I fucking love days like today. It is sunny & warm, only a few clouds in the sky, love it. 26°C. Although I do love spring, winter is by far my favourite season – but it comes at a price. I start out loving curling up & listening to the rain. My days spent inside by the fire reading & writing. By the end of it all though I find myself so down & my mood so depressed. My writing stops or becomes dark & incoherent. I start getting sick & I fight with everyone. Nothing seems to satisfy me & I start to find fault with everything around me.
Today, though, I feel that spring air on my face & I feel strong. I feel like I am able to put the bad stuff away & get on with building my life.
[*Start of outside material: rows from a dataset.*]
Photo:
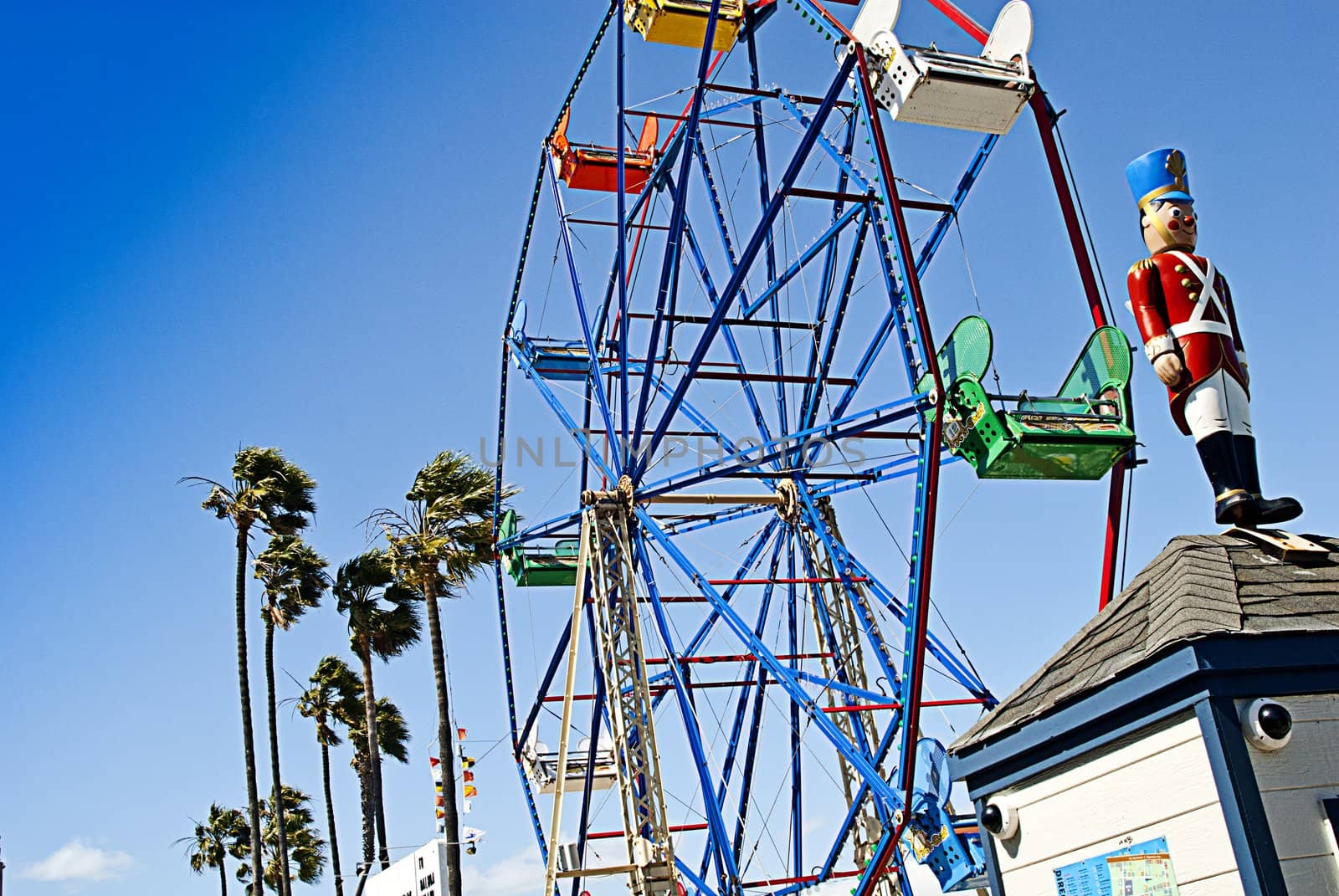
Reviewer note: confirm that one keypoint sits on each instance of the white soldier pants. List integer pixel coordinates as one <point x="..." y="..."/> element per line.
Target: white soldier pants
<point x="1218" y="405"/>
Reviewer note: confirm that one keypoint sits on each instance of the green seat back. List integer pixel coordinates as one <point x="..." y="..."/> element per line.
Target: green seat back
<point x="1104" y="365"/>
<point x="967" y="351"/>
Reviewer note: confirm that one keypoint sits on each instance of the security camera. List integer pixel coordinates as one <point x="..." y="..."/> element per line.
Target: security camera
<point x="1001" y="818"/>
<point x="1267" y="724"/>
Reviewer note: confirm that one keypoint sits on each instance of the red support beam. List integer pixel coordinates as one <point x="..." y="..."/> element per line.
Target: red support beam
<point x="1084" y="259"/>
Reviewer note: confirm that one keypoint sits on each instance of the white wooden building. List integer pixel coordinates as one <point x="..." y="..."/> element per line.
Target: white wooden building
<point x="419" y="873"/>
<point x="1184" y="741"/>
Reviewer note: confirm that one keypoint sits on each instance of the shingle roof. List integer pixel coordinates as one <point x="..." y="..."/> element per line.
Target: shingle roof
<point x="1198" y="586"/>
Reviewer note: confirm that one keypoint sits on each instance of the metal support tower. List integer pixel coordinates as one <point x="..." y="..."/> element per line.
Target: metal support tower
<point x="608" y="583"/>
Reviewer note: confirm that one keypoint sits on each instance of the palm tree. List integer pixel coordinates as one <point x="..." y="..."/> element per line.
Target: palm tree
<point x="213" y="842"/>
<point x="335" y="690"/>
<point x="271" y="493"/>
<point x="441" y="541"/>
<point x="305" y="848"/>
<point x="392" y="737"/>
<point x="295" y="579"/>
<point x="382" y="621"/>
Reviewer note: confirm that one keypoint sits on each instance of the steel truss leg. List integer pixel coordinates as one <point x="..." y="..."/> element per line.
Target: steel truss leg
<point x="609" y="577"/>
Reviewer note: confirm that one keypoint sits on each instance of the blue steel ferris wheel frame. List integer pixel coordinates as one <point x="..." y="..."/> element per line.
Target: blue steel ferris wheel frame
<point x="774" y="456"/>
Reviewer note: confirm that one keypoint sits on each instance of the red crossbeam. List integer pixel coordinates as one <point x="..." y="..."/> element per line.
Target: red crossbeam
<point x="773" y="378"/>
<point x="865" y="708"/>
<point x="807" y="878"/>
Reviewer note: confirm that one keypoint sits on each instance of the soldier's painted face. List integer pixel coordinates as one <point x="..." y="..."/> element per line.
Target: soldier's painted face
<point x="1171" y="225"/>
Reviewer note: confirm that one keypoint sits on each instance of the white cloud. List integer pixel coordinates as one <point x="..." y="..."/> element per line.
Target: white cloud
<point x="521" y="873"/>
<point x="80" y="862"/>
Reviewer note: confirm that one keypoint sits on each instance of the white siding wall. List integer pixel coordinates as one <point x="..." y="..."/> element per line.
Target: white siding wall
<point x="408" y="876"/>
<point x="1155" y="784"/>
<point x="1292" y="782"/>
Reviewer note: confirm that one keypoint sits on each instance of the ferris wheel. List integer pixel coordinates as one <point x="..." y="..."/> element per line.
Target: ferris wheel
<point x="710" y="689"/>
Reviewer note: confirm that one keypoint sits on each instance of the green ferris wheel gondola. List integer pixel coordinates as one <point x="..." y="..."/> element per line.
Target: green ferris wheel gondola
<point x="1078" y="433"/>
<point x="532" y="566"/>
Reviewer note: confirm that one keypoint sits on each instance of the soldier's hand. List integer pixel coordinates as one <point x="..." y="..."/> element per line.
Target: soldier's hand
<point x="1169" y="369"/>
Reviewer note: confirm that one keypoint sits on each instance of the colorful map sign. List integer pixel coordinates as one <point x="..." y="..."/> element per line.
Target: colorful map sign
<point x="1141" y="869"/>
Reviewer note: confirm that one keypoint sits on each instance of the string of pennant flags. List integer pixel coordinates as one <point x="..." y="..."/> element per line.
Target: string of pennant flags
<point x="469" y="836"/>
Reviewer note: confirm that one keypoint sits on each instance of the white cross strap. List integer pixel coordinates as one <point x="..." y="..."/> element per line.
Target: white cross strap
<point x="1208" y="296"/>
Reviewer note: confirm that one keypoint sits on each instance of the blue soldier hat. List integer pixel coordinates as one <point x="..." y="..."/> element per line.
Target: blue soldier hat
<point x="1158" y="176"/>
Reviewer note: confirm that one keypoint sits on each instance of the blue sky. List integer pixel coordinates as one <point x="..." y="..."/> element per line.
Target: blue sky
<point x="298" y="227"/>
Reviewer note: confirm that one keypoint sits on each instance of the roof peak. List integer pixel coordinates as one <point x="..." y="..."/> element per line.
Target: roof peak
<point x="1198" y="586"/>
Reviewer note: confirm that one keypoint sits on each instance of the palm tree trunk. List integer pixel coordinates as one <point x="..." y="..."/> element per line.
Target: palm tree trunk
<point x="445" y="741"/>
<point x="366" y="793"/>
<point x="374" y="753"/>
<point x="330" y="817"/>
<point x="258" y="856"/>
<point x="285" y="883"/>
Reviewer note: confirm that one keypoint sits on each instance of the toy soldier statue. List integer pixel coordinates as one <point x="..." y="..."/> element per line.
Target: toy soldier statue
<point x="1189" y="329"/>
Reading that back it sounds like I have overdosed on Oprah but I don’t mean it to sound cheesy. I just want to live & to keep living. No fear, no anger, just life. I don’t want to use the negative to keep a wall around me anymore. When I look around, all I see are walls & it is only me inside & that is not enough. It is lonely in here.
Creatures awakening to join the midnight hour
I am but one who slithers in the mist
Like a crypt I am locked beneath the world
Swept under for no one to see or to hear
Your sweet words of benediction cannot save my soul
The night time sounds bring resurrection to the day
From here I will enter the unknown — tomorrow.
I want to be ready.
©Violet Ashes 1998
I wrote that poem some time ago but it is only now I am coming to an understanding of it. Have I got what it takes to start over?